Does the intent to purchase land and an intent to the lease the land (e.g., lease/purchase agreement) have to be notarized to be legal and binding?

Answer:

A notary public is an officer authorized by the state in which the person resides to administer oaths, take acknowledgments, certify documents and to take depositions if the notary is also a court reporter

A person signing a document to be recorded in the land records of a county in Florida must sign before the proper authority, such as a notary public. A notary must state what form of identification was used, affix his seal and state the date that his appointment expires, as well as printing his name.

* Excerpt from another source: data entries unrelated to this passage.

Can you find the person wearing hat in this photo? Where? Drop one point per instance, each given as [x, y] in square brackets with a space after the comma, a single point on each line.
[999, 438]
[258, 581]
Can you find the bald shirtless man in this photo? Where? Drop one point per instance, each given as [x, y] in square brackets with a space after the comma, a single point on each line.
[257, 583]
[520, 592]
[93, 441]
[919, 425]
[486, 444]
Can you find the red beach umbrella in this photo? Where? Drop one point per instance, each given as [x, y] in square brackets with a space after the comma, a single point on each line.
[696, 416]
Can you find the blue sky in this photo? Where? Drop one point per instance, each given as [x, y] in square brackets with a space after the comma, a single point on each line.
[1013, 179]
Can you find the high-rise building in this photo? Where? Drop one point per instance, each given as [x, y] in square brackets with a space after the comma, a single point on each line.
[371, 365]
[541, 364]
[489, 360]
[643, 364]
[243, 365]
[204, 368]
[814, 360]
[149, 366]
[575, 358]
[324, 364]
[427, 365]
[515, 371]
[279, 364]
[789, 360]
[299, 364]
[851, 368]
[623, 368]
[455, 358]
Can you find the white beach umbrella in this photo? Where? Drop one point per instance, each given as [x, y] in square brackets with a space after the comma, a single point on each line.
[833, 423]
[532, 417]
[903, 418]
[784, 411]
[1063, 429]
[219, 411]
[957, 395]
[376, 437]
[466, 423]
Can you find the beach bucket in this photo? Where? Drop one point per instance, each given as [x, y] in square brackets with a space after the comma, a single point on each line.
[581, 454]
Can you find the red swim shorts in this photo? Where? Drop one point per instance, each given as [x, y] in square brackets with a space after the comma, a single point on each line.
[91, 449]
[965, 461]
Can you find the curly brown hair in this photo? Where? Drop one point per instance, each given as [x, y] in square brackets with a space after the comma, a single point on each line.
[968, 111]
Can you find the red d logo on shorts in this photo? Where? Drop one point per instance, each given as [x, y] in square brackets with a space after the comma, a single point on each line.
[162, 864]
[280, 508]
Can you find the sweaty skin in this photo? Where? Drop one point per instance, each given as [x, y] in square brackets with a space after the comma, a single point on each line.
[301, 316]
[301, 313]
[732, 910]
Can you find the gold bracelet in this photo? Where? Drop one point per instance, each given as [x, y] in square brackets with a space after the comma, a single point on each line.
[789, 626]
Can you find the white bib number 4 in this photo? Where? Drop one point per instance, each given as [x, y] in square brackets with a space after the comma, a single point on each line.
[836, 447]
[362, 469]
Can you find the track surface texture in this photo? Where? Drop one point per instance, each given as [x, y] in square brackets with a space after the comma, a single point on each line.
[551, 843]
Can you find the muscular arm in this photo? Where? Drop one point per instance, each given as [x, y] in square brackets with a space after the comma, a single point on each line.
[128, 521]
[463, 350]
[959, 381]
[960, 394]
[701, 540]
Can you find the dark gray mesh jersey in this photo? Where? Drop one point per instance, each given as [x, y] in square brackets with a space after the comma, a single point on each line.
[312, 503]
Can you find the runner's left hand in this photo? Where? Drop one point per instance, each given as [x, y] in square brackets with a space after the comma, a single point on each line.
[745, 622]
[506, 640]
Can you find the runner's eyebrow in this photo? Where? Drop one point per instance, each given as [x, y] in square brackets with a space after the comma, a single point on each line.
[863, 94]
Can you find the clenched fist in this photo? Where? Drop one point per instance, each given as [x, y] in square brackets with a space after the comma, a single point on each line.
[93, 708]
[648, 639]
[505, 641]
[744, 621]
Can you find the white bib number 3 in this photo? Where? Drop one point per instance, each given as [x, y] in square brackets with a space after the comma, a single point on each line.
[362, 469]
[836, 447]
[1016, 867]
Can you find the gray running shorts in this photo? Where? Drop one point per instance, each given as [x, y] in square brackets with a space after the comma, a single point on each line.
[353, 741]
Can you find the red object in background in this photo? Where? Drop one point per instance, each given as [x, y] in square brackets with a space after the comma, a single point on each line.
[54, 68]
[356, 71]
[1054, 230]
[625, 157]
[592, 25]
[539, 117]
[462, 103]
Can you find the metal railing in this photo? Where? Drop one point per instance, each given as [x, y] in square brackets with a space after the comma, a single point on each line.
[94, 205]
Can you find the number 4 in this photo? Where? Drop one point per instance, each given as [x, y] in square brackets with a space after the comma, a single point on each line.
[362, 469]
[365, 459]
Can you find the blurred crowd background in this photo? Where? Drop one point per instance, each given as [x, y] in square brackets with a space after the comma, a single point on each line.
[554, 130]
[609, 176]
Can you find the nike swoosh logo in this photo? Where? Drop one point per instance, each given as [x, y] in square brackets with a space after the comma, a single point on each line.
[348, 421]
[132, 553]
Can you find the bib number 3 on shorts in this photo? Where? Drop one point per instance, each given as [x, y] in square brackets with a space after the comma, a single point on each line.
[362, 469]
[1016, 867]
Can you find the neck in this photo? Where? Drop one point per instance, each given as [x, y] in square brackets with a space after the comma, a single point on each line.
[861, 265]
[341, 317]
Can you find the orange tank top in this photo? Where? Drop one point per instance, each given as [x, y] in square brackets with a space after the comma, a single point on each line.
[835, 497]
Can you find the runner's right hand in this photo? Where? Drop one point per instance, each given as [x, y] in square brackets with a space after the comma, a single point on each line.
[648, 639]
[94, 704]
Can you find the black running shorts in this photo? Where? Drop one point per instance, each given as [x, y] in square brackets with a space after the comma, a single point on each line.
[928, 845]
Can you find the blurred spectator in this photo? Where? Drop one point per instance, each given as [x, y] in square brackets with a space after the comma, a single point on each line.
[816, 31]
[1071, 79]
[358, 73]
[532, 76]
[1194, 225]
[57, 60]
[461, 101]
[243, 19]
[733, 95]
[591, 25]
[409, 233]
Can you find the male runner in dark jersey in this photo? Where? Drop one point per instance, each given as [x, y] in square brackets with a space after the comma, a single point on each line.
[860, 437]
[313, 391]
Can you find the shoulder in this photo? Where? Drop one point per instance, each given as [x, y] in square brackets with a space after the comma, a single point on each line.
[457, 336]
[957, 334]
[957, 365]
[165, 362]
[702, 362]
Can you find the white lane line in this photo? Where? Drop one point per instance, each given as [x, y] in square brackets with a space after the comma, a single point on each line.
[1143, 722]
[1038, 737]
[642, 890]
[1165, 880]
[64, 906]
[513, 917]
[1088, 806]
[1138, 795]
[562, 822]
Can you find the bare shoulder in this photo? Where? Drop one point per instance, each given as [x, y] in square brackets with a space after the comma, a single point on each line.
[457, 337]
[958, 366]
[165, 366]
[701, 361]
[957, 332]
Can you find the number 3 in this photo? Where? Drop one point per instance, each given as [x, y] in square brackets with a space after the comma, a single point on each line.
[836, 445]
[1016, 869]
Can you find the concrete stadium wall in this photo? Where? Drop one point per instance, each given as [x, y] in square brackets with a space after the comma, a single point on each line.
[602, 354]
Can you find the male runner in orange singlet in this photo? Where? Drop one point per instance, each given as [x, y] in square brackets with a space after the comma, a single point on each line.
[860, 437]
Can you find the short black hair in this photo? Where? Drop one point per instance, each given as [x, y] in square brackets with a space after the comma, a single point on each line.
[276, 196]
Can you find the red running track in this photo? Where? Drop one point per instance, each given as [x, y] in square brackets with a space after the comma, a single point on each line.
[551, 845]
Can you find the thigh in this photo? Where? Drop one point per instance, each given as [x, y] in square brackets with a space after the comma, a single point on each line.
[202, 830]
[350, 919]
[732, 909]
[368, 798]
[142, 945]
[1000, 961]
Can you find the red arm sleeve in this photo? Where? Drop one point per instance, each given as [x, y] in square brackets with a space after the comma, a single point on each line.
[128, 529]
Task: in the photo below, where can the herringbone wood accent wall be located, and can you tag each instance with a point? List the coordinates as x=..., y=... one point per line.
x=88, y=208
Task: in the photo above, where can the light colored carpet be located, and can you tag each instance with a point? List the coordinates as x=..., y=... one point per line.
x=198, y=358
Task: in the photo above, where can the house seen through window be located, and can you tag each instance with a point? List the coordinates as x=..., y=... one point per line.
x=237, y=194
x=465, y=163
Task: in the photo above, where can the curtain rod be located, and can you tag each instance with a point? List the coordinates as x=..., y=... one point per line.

Acknowledgement of one's signature before a notary public does not affect the legality of a document. The purpose of acknowledging one's signature before a notary is to demonstrate that the signature is genuine and allowed the document it to be recorded in land records (assuming the document deals with a land transfer of some kind).

This content is for informational purposes only and is not legal advice. Legal statutes mentioned reflect the law at the time the content was written and may no longer be current. Always verify the latest version of the law before relying on it.

FAQs

Yes, a contract can still be legally binding even if it is not notarized. The essential elements for a contract to be binding include offer, acceptance, consideration, and the intention to create a legal relationship. Notarization primarily serves to verify the authenticity of signatures, but it is not a requirement for the contract's validity.